Built to create momentum – and lasting impact.
Not “rebuild everything”.
Not “wait and see”.
I chose five deliberate moves.
Each carried a clear signal.
1) One team for logistics strategic sourcing and procurement operations
40+ people under one roof
One vision, one culture, one voice
Signal: we play as one team, not as islands.
2) Global RFP Guide
Clear rules
Faster tenders
Full compliance
Signal: we remove friction, not control.
3) Market intelligence at the centre
Data behind every sourcing decision
Fewer gut feel calls
Signal: we use facts, not noise.
4) Logistics Centre of Excellence
Clear process
Shared tools
Deeper skills
Signal: logistics is a craft, not a cost line.
5) One savings language with Finance
One number
One story
No “my numbers vs your numbers”
Signal: we win as one company, not in silos.
These five moves were not huge on cost.
They were huge on meaning.
They sent a clear message:
I respect what already works.
I care about you and your work.
I fix what blocks speed and value.
When entry is right, results follow
Kearney benchmarked our team as a global leader in logistics sourcing.
We became a 2025 World Procurement Award finalist.
Team spirit stayed strong under extreme pressure.

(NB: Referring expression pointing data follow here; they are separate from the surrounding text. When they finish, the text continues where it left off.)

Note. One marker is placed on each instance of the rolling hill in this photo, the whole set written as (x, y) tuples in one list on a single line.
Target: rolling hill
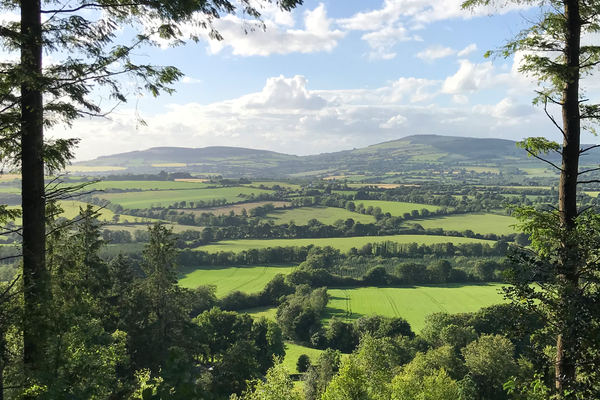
[(408, 153)]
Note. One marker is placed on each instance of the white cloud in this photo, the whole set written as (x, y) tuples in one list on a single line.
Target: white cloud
[(188, 79), (467, 50), (460, 99), (287, 94), (394, 121), (470, 78), (413, 86), (383, 40), (432, 53), (317, 36)]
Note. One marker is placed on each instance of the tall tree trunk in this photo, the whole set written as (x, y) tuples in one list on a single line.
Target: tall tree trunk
[(35, 275), (565, 364)]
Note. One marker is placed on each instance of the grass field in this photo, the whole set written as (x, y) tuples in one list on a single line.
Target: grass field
[(478, 223), (394, 207), (410, 303), (326, 215), (168, 197), (344, 244), (148, 185), (237, 208), (248, 279)]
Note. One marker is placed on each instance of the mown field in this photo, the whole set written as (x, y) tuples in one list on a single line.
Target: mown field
[(395, 208), (410, 303), (344, 244), (248, 279), (478, 223), (326, 215), (148, 185), (168, 197)]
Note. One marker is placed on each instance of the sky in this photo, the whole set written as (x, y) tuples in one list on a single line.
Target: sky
[(333, 75)]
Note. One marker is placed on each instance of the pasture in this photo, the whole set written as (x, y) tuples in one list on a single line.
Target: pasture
[(478, 223), (248, 279), (411, 303), (237, 208), (168, 197), (344, 244), (148, 185), (395, 208), (326, 215)]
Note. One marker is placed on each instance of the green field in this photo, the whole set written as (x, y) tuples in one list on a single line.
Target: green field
[(248, 279), (410, 303), (148, 185), (344, 244), (168, 197), (326, 215), (394, 207), (478, 223)]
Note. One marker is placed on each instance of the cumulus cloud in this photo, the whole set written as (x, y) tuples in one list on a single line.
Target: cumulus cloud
[(432, 53), (287, 94), (467, 50), (383, 40), (416, 88), (316, 36), (394, 121), (188, 79)]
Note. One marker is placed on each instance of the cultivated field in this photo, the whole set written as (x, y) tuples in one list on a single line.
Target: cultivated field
[(394, 207), (411, 303), (237, 208), (168, 197), (326, 215), (148, 185), (478, 223), (248, 279), (344, 244)]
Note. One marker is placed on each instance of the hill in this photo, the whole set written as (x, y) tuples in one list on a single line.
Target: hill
[(411, 153)]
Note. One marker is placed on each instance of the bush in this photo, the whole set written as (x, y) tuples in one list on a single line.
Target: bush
[(303, 363)]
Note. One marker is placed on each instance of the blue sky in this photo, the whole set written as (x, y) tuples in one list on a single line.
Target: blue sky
[(330, 76)]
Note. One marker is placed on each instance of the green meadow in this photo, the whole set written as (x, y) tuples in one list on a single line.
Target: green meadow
[(344, 244), (248, 279), (168, 197), (326, 215), (148, 185), (410, 303), (395, 208), (477, 222)]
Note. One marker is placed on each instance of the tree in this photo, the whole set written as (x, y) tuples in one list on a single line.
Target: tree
[(303, 363), (561, 258), (34, 97)]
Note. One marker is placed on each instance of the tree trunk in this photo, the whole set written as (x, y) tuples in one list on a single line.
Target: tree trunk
[(35, 275), (565, 364)]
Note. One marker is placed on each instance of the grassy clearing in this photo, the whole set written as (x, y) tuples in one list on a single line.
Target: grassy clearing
[(86, 168), (478, 223), (344, 244), (237, 208), (148, 185), (411, 303), (394, 207), (326, 215), (168, 197), (249, 279)]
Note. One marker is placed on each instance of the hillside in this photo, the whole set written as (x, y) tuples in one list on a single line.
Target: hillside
[(411, 153)]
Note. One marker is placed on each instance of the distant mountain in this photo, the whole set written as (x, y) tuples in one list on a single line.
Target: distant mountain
[(408, 153)]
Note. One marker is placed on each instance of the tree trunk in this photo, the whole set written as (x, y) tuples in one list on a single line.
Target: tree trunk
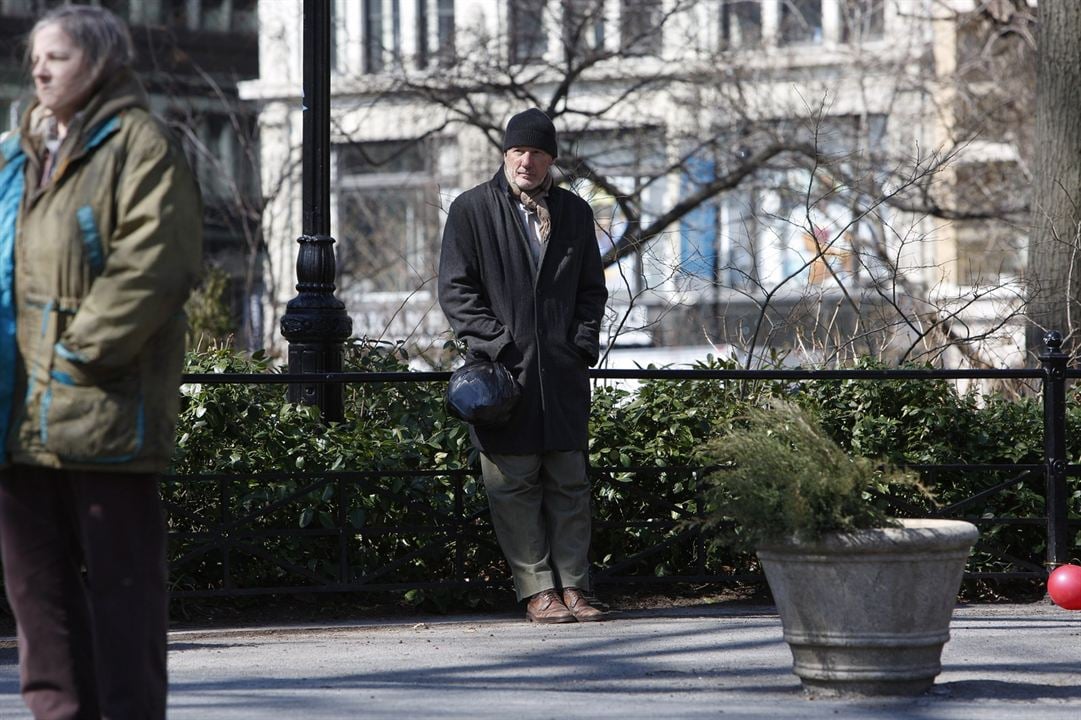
[(1054, 251)]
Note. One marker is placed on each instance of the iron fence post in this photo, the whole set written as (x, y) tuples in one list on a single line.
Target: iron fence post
[(1054, 447), (316, 323)]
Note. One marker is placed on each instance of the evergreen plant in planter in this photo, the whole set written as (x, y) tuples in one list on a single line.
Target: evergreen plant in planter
[(865, 600)]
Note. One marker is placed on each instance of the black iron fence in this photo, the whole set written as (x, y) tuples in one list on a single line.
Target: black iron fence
[(440, 535)]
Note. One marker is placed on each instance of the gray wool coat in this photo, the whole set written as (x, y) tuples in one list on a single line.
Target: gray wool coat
[(544, 325)]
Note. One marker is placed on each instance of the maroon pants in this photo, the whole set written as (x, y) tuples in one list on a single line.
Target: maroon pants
[(84, 571)]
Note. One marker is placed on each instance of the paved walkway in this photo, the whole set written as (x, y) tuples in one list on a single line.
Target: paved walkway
[(1003, 663)]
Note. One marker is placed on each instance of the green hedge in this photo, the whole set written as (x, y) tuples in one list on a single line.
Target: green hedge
[(644, 449)]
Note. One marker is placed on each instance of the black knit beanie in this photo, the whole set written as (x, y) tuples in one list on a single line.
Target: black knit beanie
[(531, 129)]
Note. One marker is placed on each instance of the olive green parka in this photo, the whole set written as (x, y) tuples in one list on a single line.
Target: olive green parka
[(96, 264)]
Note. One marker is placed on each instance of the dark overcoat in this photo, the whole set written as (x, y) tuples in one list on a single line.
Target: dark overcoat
[(544, 324)]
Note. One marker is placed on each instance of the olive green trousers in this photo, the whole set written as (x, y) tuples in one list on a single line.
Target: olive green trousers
[(542, 517)]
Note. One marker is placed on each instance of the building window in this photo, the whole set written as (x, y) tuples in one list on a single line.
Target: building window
[(988, 253), (382, 34), (640, 27), (583, 26), (439, 48), (863, 20), (373, 36), (717, 238), (209, 15), (800, 22), (387, 218), (741, 24), (528, 37)]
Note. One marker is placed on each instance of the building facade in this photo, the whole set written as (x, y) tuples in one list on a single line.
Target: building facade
[(816, 177)]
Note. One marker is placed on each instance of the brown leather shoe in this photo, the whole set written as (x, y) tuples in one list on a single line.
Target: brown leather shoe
[(546, 607), (579, 607)]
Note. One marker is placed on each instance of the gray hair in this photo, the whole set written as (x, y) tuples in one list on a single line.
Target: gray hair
[(103, 37)]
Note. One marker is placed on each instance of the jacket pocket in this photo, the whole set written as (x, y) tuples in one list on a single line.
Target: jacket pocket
[(88, 423)]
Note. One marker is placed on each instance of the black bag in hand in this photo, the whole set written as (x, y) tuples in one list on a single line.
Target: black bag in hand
[(482, 394)]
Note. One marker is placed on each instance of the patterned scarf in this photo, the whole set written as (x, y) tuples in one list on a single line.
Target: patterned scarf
[(534, 200)]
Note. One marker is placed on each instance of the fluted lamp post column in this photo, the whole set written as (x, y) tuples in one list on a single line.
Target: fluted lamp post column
[(316, 323)]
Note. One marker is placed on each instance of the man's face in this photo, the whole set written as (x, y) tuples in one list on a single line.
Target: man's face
[(528, 165)]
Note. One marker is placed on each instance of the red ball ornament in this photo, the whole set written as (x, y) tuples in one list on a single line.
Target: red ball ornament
[(1064, 586)]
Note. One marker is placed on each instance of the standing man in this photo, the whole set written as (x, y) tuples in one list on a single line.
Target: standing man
[(521, 281)]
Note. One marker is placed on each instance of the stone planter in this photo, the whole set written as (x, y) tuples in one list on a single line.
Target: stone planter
[(868, 612)]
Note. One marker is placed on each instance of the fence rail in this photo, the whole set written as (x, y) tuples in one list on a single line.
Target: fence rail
[(231, 534)]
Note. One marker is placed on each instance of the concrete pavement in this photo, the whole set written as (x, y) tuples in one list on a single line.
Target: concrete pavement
[(1002, 663)]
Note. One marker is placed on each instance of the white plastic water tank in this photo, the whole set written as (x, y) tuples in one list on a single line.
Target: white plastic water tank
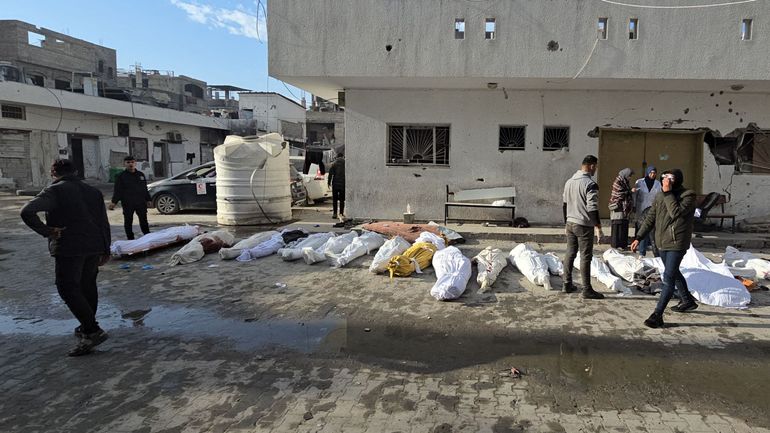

Where real leadership begins
Starting a new role often feels like a race.
To prove yourself.
To justify the decision.
To show momentum fast.
But real leaders know this:
the first win is not visibility – it is credibility.
Credibility comes from
listening longer than feels comfortable.
protecting what already works.
choosing a few moves that matter instead of many that impress.
If you are stepping into something new this year, don’t rush to be loud.
Be deliberate.
Be thoughtful.
Be patient enough to earn momentum – not just movement.
Two questions to sit with:
What am I tempted to change too fast?
And what deserves my respect before it deserves my decision?